Arme Libby. Je was al van jongs af aan door haar geobsedeerd. Ik vond het een vreselijk verhaal, zo verdrietig en wreed, maar jij kon er maar geen genoeg van krijgen. Jij wilde horen hoe Libby, nog maar een kind, naar het water was geleid, beschuldigd van hekserij. ‘Waarom?’ vroeg ik dan, en onze moeder antwoordde: ‘Omdat haar tante en zij heel veel verstand hadden van kruiden en planten. Ze maakten er geneesmiddelen van.’ Dat leek mij een behoorlijk stomme reden, maar volwassen verhalen zaten vol stomme wreedheden: kleine kinderen die de school niet in mochten omdat ze niet blank waren, mensen die werden afgetuigd of vermoord omdat ze een andere God aanbaden. Je vertelde me later dat het niet ging om het maken van geneesmiddelen, maar omdat Libby een oudere man had verleid (je legde me uit wat dat woord betekende) en wilde dat hij zijn vrouw en kind in de steek zou laten. Daar werd ze voor jou niet minder door; je vond het juist een treffend voorbeeld van haar kracht.
Als kind van een jaar of zes, zeven wilde je altijd een van mama’s oude rokken aan naar de poel; hij sleepte achter je aan, ook al trok je hem op tot aan je kin. Je klauterde op de rotsen en wierp jezelf in het water, terwijl ik op het strand zat te spelen. Jij was Libby: ‘Kijk dan, mama! Kijk dan! Zal ik zinken of blijf ik drijven?’
Ik zie het je nog doen, de opwinding op je gezicht. Ik voel mijn moeders zachte hand in de mijne, warm zand tussen mijn tenen, terwijl we naar je kijken. Het slaat nergens op, als jij zes of zeven was, moet ik twee of drie zijn geweest, dan kan ik me dat toch niet herinneren?

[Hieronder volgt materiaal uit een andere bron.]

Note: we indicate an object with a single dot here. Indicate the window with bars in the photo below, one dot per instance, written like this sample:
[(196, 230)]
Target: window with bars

Ik moest denken aan de aansteker die ik in je la had gevonden, aan de initialen die erop stonden: ls. Zijn dat de initialen van Libby? Niet te geloven, Nel. Was je werkelijk zo geobsedeerd door een meisje dat al zo’n driehonderd jaar dood was dat je haar initialen in jouw spullen liet graveren? Maar misschien ook niet. Misschien was je helemaal niet geobsedeerd. Misschien vond je het gewoon een fijne gedachte om haar in je hand te kunnen houden.
Ik ging door met het papierwerk, misschien was er nog meer over Libby te vinden. Ik bladerde door geprinte teksten en foto’s, oude krantenartikelen en tijdschriftenknipsels; hier en daar stond er iets in jouw handschrift in de marges gekrabbeld, steeds amper leesbaar en zelden begrijpelijk. Er stonden namen bij waar ik weleens van had gehoord, maar ook onbekende namen: Libby en Mary, Anne en Katie en Ginny en Lauren, en bij Laurens naam had je met een dikke zwarte pen geschreven: Beckford is geen plek om zelfmoord te plegen, Beckford is een plek om van lastige vrouwen af te komen.